#Translation Performance Gap
10 messages · Page 1 of 1 (latest)
Interesting. I haven't heard of that.
It really depend on the other language. If you go from English to French you'll be inventing a lot of stuff (e.g., you in English is both singular and plural) while going to French you just chop things out.
I wonder if it is an artifact of the BLEU score and other n-gram overlap metrics rather than a real thing.
(I'm thinking the BLEU metric has a length penalty and English is very concise, that'd impact the scores.)
I’m not sure what you’re referring to is inherent or merely observed, I would think it’s an issue with data. There’s lots of English -> French and English to -> Spanish translations but perhaps less Spanish -> English translation so a multi lingual NMT system might learn a better representation of English simply because there’s a larger available corpus?
Another issue that might be better explored is the data distribution of the tokenizer which there’s almost certainly an over representation of English compared to other languages. https://aclanthology.org/2022.amta-research.8.pdf
If I had to theorize on an inherent cause; there might also be an issue with information density, spoken language is often around 39 bits per second regardless of language. https://www.sciencedaily.com/releases/2019/09/190905124520.htm However English is a relatively information dense language compared to Spanish and French (I think this is the correct paper https://muse.jhu.edu/article/449938/pdf) so it might also be harder to translate more information dense languages into information sparse languages? Especially when languages like Spanish have pronouns, articles and vocal stresses that English does not?

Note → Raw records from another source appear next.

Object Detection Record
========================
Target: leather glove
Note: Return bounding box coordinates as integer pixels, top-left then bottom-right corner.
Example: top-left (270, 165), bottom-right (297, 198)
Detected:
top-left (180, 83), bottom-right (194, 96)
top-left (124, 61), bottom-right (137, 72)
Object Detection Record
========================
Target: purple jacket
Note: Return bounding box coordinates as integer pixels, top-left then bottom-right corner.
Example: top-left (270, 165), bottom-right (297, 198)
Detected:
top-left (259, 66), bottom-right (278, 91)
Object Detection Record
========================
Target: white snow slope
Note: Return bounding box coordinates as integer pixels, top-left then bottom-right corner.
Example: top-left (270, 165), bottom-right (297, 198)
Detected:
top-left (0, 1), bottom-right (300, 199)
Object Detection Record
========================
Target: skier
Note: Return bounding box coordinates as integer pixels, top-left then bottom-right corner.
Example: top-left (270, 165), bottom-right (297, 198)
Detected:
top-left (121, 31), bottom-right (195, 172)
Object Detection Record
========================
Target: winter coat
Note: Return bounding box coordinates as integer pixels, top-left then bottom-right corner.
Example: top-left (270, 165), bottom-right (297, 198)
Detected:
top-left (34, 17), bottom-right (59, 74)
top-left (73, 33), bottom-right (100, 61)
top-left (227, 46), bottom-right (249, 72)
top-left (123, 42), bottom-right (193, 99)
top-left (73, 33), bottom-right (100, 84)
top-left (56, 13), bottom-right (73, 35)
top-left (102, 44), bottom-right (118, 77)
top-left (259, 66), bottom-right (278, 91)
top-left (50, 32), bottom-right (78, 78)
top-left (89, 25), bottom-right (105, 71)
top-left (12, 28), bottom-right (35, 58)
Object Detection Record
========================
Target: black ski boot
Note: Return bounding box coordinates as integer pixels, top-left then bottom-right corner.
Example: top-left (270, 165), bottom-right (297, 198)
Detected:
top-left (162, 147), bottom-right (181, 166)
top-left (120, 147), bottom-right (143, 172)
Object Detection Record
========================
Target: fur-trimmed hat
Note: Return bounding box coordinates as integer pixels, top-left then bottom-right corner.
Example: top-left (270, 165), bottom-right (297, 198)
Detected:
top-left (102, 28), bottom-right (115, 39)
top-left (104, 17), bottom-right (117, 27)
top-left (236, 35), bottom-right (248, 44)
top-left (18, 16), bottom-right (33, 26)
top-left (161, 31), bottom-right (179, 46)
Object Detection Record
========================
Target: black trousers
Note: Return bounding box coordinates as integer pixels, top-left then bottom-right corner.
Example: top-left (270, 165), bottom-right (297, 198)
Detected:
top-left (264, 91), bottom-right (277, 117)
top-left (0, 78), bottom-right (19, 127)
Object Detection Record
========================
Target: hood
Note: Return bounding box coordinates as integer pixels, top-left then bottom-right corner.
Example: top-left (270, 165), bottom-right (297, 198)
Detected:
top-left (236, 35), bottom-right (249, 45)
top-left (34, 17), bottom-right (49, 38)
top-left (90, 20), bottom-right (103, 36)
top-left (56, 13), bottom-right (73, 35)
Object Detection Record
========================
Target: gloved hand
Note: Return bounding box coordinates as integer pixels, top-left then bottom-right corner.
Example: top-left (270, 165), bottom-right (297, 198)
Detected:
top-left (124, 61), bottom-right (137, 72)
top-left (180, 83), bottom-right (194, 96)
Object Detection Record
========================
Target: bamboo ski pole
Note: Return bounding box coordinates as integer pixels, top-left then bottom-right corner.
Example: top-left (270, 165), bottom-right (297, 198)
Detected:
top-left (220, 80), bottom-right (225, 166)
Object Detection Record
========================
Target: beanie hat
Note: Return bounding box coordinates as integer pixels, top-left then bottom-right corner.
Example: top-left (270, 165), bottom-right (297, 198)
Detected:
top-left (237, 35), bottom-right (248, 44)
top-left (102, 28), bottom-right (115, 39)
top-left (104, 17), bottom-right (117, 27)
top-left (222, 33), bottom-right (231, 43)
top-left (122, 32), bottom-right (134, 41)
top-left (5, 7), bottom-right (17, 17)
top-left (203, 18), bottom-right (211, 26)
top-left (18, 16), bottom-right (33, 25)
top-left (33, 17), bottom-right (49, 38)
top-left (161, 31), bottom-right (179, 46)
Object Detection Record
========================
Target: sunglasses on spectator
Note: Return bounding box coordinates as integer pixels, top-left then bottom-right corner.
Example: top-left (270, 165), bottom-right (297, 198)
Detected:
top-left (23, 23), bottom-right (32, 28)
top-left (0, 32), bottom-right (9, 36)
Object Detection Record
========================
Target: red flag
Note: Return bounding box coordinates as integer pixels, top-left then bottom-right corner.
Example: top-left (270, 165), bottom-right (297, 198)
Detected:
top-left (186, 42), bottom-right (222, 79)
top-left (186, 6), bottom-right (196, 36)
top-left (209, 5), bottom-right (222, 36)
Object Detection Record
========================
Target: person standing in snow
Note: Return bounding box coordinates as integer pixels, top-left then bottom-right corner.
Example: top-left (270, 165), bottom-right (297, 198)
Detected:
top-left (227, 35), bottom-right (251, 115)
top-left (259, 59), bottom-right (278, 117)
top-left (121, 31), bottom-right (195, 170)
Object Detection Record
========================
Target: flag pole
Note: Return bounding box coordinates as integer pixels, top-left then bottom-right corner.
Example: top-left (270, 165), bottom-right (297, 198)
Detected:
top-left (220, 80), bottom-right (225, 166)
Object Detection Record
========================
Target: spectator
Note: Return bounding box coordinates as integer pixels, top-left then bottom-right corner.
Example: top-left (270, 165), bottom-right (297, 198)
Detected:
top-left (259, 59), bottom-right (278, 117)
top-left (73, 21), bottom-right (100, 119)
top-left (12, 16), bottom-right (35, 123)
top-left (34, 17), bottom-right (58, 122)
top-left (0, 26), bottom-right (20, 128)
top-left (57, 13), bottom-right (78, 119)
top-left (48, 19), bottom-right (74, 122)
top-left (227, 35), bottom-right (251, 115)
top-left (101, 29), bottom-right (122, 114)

Most of this is speculative. I’m tired and probably rambling but I hope this is helpful gibberish.
English -> French is just French -> English. Translation is bidirectional as it is meaning preserving.
Could you elaborate? I am not very versed in machine translation but that doesn’t make sense. Some information is lost through translation such as with Spanish where you can infer the addressed (us, we, y’all, I, you, they) off of verb conjugations where a translation into English would omit this detail.
Plus if this was true wouldn’t that discount your original contemplations and the original commenters assertion?
Nope. I was talking about the complexity of learning a model to go from a language that does not express certain information (say, relative age difference between speakers) to one that does. You're talking about training data.